Multi-Agent Guided Interview for Psychiatric Assessment: A Technical Overview
Recent advances in the field of AI, particularly in the use of large language models (LLMs), have opened new pathways for automating processes traditionally dependent on human expertise. One such process is psychiatric assessment, which this paper addresses by developing a framework termed MAGI (Multi-Agent Guided Interview). MAGI seeks to overcome the challenges encountered by current LLM implementations in psychiatric settings by transforming the Mini International Neuropsychiatric Interview (MINI) into an operational computational workflow facilitated by a coordinated multi-agent system.
The MAGI Framework
The core of the MAGI framework relies on four specialized agents:
Navigation Agent: Adheres strictly to the branching logic inherent in the MINI protocol, ensuring the comprehensive coverage of necessary nodes without deviation from the intended diagnostic sequence. This agent mitigates the risk of LLMs producing "hallucinations" by preventing topic detours until essential diagnostic inquiries are completed.
Question Agent: Tailors the interaction to sustain participant engagement while conforming to the fundamental diagnostic intents. The agent dynamically adapts its questioning strategies, offering explanatory responses for ambiguous participant remarks and empathetic reactions when emotional distress is detected.
Judgment Agent: Validates participant responses against MINI criteria, employing a mechanism that iteratively refines clarification requests until valid symptom matching is secured. This agent's function is pivotal for transitioning dialogue states controlled by the navigation agent.
Diagnosis Agent: Utilizes a Psychometric Chain-of-Thought (PsyCoT) reasoning paradigm.
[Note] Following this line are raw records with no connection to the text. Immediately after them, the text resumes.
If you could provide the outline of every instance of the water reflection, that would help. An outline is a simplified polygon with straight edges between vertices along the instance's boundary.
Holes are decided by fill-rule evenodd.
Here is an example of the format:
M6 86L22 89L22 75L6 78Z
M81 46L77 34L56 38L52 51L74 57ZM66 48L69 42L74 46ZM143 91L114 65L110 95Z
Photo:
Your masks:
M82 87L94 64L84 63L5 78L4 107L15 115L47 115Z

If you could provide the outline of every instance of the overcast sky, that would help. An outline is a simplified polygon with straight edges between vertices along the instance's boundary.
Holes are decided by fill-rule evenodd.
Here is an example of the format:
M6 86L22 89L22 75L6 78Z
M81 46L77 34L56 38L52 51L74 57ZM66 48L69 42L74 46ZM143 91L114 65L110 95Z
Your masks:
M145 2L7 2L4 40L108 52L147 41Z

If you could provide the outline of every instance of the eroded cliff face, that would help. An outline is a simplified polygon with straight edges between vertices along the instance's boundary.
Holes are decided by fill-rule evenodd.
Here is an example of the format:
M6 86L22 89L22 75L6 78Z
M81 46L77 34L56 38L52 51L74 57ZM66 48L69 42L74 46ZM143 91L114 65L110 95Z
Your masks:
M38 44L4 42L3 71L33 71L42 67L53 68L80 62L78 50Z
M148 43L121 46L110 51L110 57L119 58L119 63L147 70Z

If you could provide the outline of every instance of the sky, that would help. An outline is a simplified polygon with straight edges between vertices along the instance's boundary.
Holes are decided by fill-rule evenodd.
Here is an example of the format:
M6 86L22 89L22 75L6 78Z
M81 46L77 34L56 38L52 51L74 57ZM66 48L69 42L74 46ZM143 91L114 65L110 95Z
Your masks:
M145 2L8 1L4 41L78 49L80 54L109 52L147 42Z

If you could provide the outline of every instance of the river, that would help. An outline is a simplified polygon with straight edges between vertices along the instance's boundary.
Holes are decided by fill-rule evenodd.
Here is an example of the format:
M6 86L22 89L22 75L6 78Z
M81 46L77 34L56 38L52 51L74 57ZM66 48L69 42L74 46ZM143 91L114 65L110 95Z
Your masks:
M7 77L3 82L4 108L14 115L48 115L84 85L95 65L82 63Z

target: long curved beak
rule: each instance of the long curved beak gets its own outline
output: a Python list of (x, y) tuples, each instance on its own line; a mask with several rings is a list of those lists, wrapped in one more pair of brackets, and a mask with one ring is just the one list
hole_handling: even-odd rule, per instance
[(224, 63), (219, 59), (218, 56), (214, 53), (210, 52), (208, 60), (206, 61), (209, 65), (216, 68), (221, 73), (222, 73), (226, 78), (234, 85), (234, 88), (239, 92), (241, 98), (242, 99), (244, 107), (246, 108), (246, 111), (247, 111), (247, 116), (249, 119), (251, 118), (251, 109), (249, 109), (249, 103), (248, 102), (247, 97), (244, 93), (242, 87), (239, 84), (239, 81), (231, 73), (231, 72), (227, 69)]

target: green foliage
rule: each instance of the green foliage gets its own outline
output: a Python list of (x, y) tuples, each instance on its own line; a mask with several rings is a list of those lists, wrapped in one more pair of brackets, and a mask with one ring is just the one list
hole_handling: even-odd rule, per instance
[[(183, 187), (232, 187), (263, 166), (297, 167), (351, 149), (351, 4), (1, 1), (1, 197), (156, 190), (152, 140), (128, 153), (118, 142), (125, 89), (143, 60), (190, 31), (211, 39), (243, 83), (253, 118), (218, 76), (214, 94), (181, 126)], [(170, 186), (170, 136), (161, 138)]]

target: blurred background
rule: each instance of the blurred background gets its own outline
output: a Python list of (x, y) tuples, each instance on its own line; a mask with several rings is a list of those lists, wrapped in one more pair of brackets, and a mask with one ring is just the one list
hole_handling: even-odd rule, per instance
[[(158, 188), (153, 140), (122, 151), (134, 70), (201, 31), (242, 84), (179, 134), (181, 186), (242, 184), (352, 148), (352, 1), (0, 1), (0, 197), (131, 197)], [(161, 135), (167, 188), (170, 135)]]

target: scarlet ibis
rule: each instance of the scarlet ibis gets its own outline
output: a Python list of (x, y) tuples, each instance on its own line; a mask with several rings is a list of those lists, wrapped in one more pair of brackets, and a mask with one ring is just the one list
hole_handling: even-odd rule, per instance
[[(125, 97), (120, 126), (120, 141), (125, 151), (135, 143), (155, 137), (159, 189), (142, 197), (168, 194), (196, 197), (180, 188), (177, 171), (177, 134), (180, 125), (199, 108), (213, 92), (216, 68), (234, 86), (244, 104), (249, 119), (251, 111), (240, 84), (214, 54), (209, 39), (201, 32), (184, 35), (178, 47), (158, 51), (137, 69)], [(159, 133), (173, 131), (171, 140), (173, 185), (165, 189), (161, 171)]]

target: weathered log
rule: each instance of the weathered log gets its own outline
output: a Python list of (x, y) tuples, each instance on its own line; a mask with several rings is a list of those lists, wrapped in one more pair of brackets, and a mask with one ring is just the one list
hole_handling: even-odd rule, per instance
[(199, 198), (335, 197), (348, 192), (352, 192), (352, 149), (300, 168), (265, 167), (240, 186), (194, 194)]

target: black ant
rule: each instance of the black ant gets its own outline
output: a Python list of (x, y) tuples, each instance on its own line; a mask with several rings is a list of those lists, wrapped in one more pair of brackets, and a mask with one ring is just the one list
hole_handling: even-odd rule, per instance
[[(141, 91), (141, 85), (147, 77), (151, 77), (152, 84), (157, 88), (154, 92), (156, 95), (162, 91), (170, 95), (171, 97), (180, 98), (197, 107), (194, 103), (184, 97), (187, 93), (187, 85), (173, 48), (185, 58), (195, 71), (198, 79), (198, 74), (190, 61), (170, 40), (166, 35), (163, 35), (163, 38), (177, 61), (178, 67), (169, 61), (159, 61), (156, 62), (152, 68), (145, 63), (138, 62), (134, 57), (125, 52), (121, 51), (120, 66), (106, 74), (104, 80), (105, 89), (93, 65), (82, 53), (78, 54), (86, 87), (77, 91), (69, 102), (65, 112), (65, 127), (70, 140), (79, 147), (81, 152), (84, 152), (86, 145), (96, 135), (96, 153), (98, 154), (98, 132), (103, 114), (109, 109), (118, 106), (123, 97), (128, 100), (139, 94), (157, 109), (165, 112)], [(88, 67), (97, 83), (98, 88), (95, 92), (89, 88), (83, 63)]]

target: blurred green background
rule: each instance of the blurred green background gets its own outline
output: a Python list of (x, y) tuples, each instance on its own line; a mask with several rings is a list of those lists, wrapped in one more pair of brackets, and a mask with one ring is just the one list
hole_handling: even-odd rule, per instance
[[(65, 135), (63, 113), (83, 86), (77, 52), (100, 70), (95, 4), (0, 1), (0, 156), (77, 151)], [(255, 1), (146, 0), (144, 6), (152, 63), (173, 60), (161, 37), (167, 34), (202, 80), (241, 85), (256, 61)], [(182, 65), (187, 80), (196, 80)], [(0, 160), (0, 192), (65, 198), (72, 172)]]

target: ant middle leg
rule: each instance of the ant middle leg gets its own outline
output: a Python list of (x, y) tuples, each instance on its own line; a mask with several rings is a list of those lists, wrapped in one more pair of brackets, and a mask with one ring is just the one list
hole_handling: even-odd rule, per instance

This structured approach links participant responses to DSM-5 compliant diagnostic criteria through interpretable reasoning phases, producing transparent clinical assessments.
Empirical Evaluation
The evaluation of the MAGI system was conducted through 1,002 clinical interviews, annotated by dual-expert psychologists to ensure high validity. Notably, the study's experiments demonstrated significant alignment with expert diagnoses across multiple psychiatric conditions, including depression, generalized anxiety disorder, social anxiety, and suicide risk. Noteworthy is MAGI's ability to achieve high agreement metrics with expert diagnoses, evidenced by statistics such as an increase in accuracy for specific tasks over traditional LLM approaches without structured methodologies.
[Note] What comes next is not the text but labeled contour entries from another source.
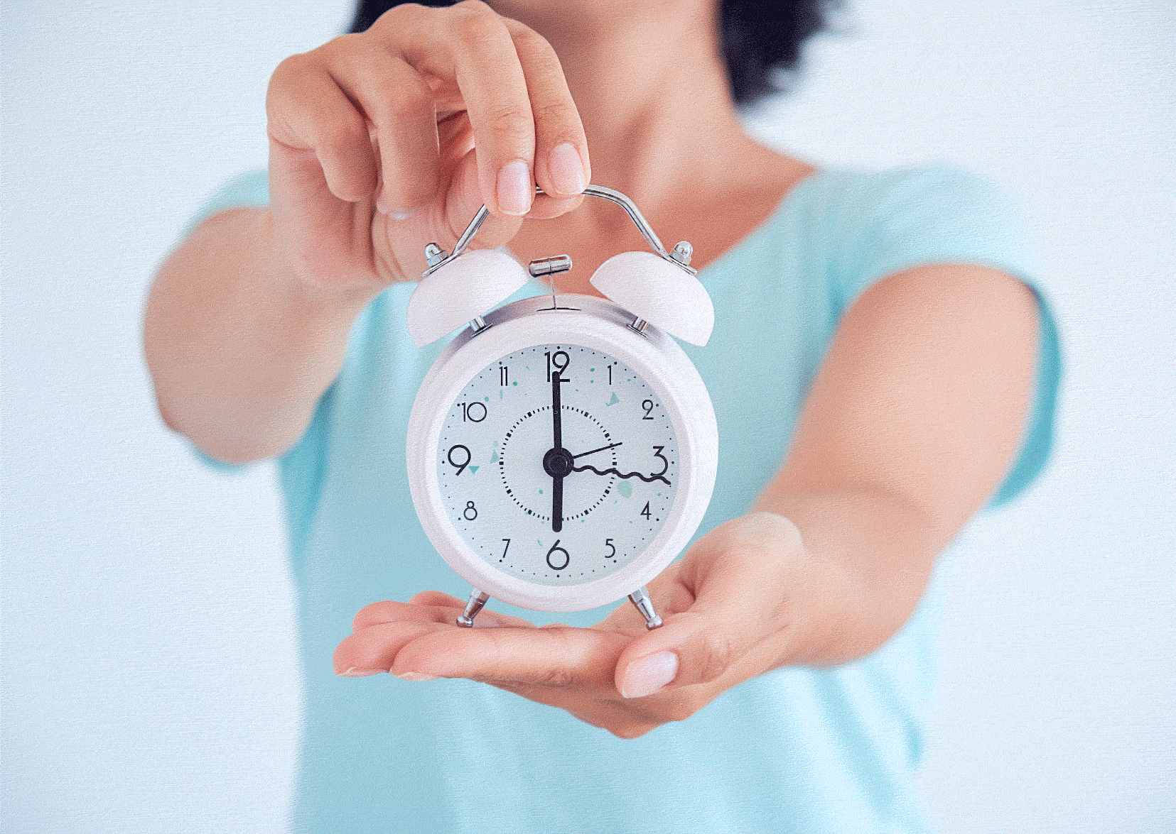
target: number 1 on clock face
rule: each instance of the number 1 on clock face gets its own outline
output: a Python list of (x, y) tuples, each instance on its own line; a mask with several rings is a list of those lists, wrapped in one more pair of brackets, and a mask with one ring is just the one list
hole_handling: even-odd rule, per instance
[(623, 567), (674, 503), (679, 444), (655, 391), (607, 354), (543, 344), (475, 375), (436, 450), (443, 506), (494, 567), (575, 585)]

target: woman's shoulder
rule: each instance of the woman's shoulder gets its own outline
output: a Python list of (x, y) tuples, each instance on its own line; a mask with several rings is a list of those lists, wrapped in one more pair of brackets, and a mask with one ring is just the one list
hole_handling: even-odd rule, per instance
[(830, 166), (817, 169), (799, 190), (810, 201), (862, 220), (935, 204), (1008, 202), (991, 180), (949, 162), (883, 169)]

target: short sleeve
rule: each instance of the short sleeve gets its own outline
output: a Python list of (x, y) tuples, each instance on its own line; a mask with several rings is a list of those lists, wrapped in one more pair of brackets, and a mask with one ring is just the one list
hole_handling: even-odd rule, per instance
[[(180, 235), (187, 237), (192, 231), (200, 226), (203, 221), (208, 220), (215, 214), (223, 211), (225, 209), (234, 208), (238, 206), (268, 206), (269, 204), (269, 175), (265, 169), (250, 170), (245, 174), (240, 174), (232, 180), (229, 180), (225, 186), (220, 188), (213, 196), (203, 202), (200, 209), (193, 215), (192, 220), (188, 221), (187, 226), (183, 228), (183, 233)], [(241, 469), (246, 464), (233, 464), (225, 463), (223, 460), (218, 460), (205, 455), (202, 451), (196, 449), (191, 443), (188, 444), (192, 449), (193, 455), (196, 458), (216, 470), (222, 472), (233, 472)]]
[(887, 171), (858, 180), (850, 190), (844, 231), (855, 243), (837, 270), (842, 310), (881, 278), (926, 263), (993, 267), (1024, 282), (1036, 297), (1034, 402), (1017, 456), (988, 506), (1005, 504), (1049, 459), (1062, 374), (1057, 323), (1035, 278), (1020, 208), (991, 183), (949, 166)]

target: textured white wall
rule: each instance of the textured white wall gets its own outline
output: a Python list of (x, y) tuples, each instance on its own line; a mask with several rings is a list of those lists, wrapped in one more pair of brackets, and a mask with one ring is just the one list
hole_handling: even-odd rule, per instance
[[(138, 347), (199, 202), (265, 162), (266, 79), (342, 0), (9, 4), (4, 768), (13, 832), (281, 832), (298, 719), (272, 476), (200, 470)], [(753, 120), (948, 160), (1028, 206), (1065, 336), (1055, 463), (946, 557), (943, 832), (1176, 828), (1176, 8), (857, 0)]]

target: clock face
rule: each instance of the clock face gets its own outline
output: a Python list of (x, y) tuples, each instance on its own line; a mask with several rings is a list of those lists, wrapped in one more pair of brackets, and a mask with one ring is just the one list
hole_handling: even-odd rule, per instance
[(541, 344), (465, 385), (436, 449), (443, 511), (474, 553), (540, 585), (601, 579), (668, 520), (679, 444), (662, 402), (600, 350)]

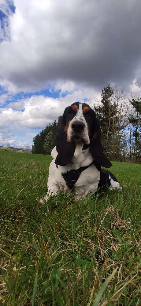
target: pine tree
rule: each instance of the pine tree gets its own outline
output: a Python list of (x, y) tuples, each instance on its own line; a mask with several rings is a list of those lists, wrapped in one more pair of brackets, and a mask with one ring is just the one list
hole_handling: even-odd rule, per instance
[(97, 116), (101, 124), (102, 142), (106, 154), (113, 155), (112, 140), (117, 130), (118, 121), (117, 104), (112, 103), (112, 88), (109, 84), (103, 89), (101, 93), (102, 105), (94, 107)]
[(135, 100), (129, 100), (134, 110), (134, 114), (128, 117), (129, 123), (133, 127), (133, 136), (134, 138), (133, 155), (136, 161), (141, 158), (141, 97)]
[[(56, 137), (56, 128), (58, 123), (55, 121), (50, 123), (44, 130), (37, 134), (33, 138), (32, 145), (32, 152), (36, 154), (50, 154), (55, 145)], [(46, 146), (46, 139), (47, 135), (52, 135), (51, 137), (48, 137), (48, 148)]]

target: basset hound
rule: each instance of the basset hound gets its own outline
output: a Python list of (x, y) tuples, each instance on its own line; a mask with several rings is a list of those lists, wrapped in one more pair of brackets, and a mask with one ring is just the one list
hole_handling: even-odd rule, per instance
[(86, 103), (73, 103), (59, 118), (51, 155), (46, 201), (63, 190), (86, 198), (97, 189), (121, 189), (113, 174), (101, 168), (112, 164), (103, 150), (100, 122)]

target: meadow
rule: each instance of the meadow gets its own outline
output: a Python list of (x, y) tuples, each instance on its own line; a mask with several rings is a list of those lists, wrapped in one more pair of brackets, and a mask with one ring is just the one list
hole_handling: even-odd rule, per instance
[(51, 160), (0, 152), (0, 304), (141, 305), (141, 165), (112, 162), (122, 191), (41, 204)]

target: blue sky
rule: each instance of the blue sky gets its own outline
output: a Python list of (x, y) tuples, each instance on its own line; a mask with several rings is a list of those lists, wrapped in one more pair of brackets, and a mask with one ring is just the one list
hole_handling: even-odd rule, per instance
[(1, 0), (0, 145), (31, 146), (65, 107), (99, 100), (108, 83), (135, 93), (141, 10), (137, 0)]

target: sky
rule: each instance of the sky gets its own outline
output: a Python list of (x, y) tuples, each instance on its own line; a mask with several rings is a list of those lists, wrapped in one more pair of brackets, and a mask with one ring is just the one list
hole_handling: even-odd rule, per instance
[(108, 84), (141, 83), (140, 0), (0, 0), (0, 145), (33, 137)]

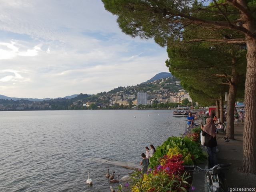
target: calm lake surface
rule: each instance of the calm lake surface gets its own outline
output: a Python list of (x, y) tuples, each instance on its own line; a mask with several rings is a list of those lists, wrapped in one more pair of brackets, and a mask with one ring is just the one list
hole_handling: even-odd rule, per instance
[(110, 191), (108, 168), (132, 171), (94, 158), (139, 164), (146, 146), (179, 136), (186, 119), (161, 110), (2, 112), (0, 191)]

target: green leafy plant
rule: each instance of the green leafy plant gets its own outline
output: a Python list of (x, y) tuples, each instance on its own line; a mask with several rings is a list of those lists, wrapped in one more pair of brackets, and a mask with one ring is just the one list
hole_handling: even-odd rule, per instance
[(150, 167), (152, 168), (158, 164), (158, 160), (162, 157), (166, 155), (169, 150), (177, 147), (182, 151), (182, 154), (190, 154), (194, 164), (198, 164), (207, 159), (206, 154), (202, 151), (198, 144), (190, 138), (181, 137), (169, 137), (166, 141), (156, 149), (154, 156), (150, 158)]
Implications and Future Directions
Practically, MAGI promises to extend the accessibility of psychiatric assessment by embedding clinical rigor into automated systems, reducing bottlenecks inherent in traditional interview-driven diagnostics. Additionally, MAGI's transparent diagnostic pathway via PsyCoT introduces a level of interpretability keenly desired in clinical AI applications, fostering trust among healthcare providers.
Theoretically, the research presents a paradigm shift in leveraging LLMs not merely as conversationalists but as systemic contributors to structured diagnostic processes. Future implications of this work could see real-time integration with electronic health records, enabling longitudinal analysis of patient data for enhanced diagnostic accuracy and treatment planning.
While promising, this system remains bound by the complex nature of psychiatric evaluations, necessitating continuous refinement and validation across broader, more diverse populations. Future work may focus on enhancing emotion detection capabilities and accommodating comorbid conditions to ensure robust and scalable deployment in varied clinical settings. This research thus lays a substantial foundation for developing AI-driven mental healthcare tools, paving the way for further integration of AI in clinical psychology and psychiatry.